En 2015, les codes du travail ont changé. Les moteurs de recherche ont pris le pas sur les CV, les recruteurs valorisent plus la présence sur internet que les atouts dans les CV. Voici quelques spécificités du marché actuel du travail.

Google plus que le CV

A l’heure actuelle, votre profil LinkedIn parle plus que des mots sur votre CV. Quelques secondes passées sur Google, et voilà, le recruteur connait tout de vous.
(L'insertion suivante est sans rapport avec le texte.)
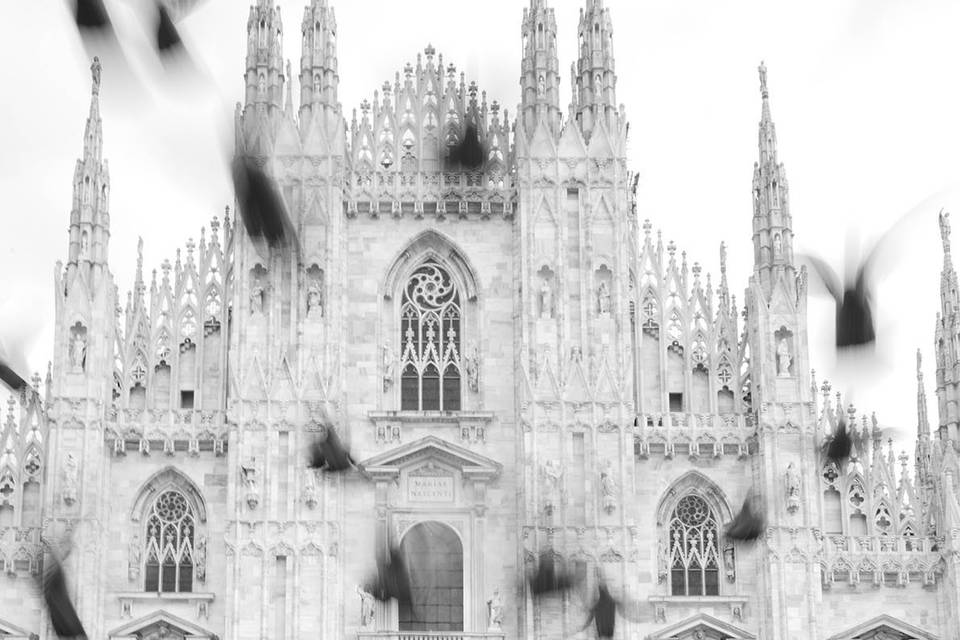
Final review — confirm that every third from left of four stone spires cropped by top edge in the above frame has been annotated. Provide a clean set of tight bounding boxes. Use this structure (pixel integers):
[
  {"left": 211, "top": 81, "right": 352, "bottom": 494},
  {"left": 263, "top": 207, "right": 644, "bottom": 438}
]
[{"left": 520, "top": 0, "right": 560, "bottom": 135}]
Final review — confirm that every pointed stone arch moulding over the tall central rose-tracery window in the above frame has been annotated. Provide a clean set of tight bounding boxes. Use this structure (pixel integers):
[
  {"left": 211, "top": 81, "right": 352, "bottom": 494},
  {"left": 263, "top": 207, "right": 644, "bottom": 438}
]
[{"left": 383, "top": 229, "right": 479, "bottom": 302}]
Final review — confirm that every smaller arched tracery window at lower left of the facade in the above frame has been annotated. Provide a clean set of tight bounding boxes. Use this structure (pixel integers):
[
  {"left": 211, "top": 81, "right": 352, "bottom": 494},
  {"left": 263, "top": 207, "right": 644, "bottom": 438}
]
[{"left": 144, "top": 489, "right": 196, "bottom": 593}]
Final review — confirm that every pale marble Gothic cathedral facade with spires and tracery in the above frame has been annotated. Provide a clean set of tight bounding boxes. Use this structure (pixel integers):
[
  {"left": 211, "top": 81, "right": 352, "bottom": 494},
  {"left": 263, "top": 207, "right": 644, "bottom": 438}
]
[{"left": 0, "top": 0, "right": 960, "bottom": 640}]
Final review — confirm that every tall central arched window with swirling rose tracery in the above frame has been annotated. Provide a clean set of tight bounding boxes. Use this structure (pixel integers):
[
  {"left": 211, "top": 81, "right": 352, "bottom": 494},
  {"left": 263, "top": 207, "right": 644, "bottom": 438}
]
[{"left": 400, "top": 260, "right": 461, "bottom": 411}]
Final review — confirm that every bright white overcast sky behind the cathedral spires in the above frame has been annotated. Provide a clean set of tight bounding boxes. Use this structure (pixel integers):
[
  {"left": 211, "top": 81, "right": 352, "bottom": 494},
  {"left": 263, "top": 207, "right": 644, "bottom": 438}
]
[{"left": 0, "top": 0, "right": 960, "bottom": 452}]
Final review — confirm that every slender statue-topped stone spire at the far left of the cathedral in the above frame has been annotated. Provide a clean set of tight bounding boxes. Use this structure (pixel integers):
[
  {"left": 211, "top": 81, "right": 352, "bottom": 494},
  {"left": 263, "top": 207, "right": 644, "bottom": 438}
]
[{"left": 67, "top": 58, "right": 110, "bottom": 266}]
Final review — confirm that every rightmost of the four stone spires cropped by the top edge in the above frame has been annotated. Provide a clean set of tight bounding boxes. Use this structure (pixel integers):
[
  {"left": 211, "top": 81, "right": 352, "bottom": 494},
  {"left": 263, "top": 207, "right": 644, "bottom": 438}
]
[{"left": 572, "top": 0, "right": 617, "bottom": 137}]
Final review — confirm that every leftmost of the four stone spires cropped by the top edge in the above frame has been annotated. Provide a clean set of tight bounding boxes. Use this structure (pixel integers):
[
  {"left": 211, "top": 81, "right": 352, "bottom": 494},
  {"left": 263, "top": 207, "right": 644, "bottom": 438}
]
[{"left": 246, "top": 0, "right": 286, "bottom": 109}]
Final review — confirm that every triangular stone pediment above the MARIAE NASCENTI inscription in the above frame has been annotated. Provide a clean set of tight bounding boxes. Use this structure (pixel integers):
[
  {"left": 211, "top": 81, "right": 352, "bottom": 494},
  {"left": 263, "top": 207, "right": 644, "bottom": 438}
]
[{"left": 360, "top": 436, "right": 502, "bottom": 480}]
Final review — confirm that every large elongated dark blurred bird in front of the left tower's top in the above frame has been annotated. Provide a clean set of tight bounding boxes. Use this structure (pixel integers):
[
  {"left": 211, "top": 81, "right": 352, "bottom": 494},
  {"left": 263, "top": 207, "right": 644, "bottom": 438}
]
[{"left": 232, "top": 154, "right": 298, "bottom": 253}]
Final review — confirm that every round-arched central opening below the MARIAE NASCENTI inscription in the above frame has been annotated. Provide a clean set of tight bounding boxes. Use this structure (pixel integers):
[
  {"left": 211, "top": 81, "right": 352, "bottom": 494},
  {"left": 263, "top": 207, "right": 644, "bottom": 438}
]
[{"left": 399, "top": 522, "right": 463, "bottom": 631}]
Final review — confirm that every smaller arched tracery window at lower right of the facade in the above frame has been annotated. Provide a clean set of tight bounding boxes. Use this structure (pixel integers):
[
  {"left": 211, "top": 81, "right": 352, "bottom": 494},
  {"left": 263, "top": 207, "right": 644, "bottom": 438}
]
[{"left": 669, "top": 495, "right": 720, "bottom": 596}]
A la recherche de talents, les entreprises privilégient les plateformes professionnelles sur la toile. Elles relèguent au second plan les bases de données et autres jobboards pour trouver la perler rare.

Le CV relégué à la seconde place

Actuellement, le CV ne sert que dans la phase de sélection du processus de recrutement. Pour un poste donné (surtout en cette période de crise), les CV reçus sont nombreux. Ainsi, les responsables numérotent simplement les CV et les passent en revue à peu près en 30 secondes. Insuffisant pour bien analyser une candidature. Afin d’être repéré par les grandes entreprises sur internet, le candidat doit concevoir son CV avec des mots clés bien pensés qui satisfont les moteurs de recherche.

L’importance de la présence sociale

Actuellement, le candidat doit être présent sur le net pour réduire les risques liés à sa candidature. Son existence sur les réseaux sociaux (LinkedIn, twitter, Instagram, etc.) compte énormément aux yeux des recruteurs. Sur ces réseaux sociaux, ils peuvent voir des témoignages sur le cursus du candidat ainsi que de probables recommandations. Cela donne aux recruteurs une certaine idée de la compétence réelle de la personne. L’entreprise paie très cher l’approximation au niveau du recrutement. Une raison pour laquelle, elle analyse bien le « côté social » du candidat avant de l’appeler pour un entretien. Le risque au niveau du recrutement est très grand avec la conjoncture économique actuelle.

La donne s’inverse

Le recruteur impose sa volonté et son désir. Autrefois, il écoutait ce que le candidat recherchait. Actuellement, la donne change car l’entreprise veut bénéficier de la valeur apportée par le candidat dans un temps bien défini. C’est l’entreprise qui impose ses conditions, il appartient au candidat de s’y plier.

Le mauvais parcours n’est plus éliminatoire

De mauvaises expériences passées dans une entreprise ne sont plus des critères éliminatoires. L’entreprise espère toutefois que le candidat puisse démontrer toute sa capacité une fois en poste.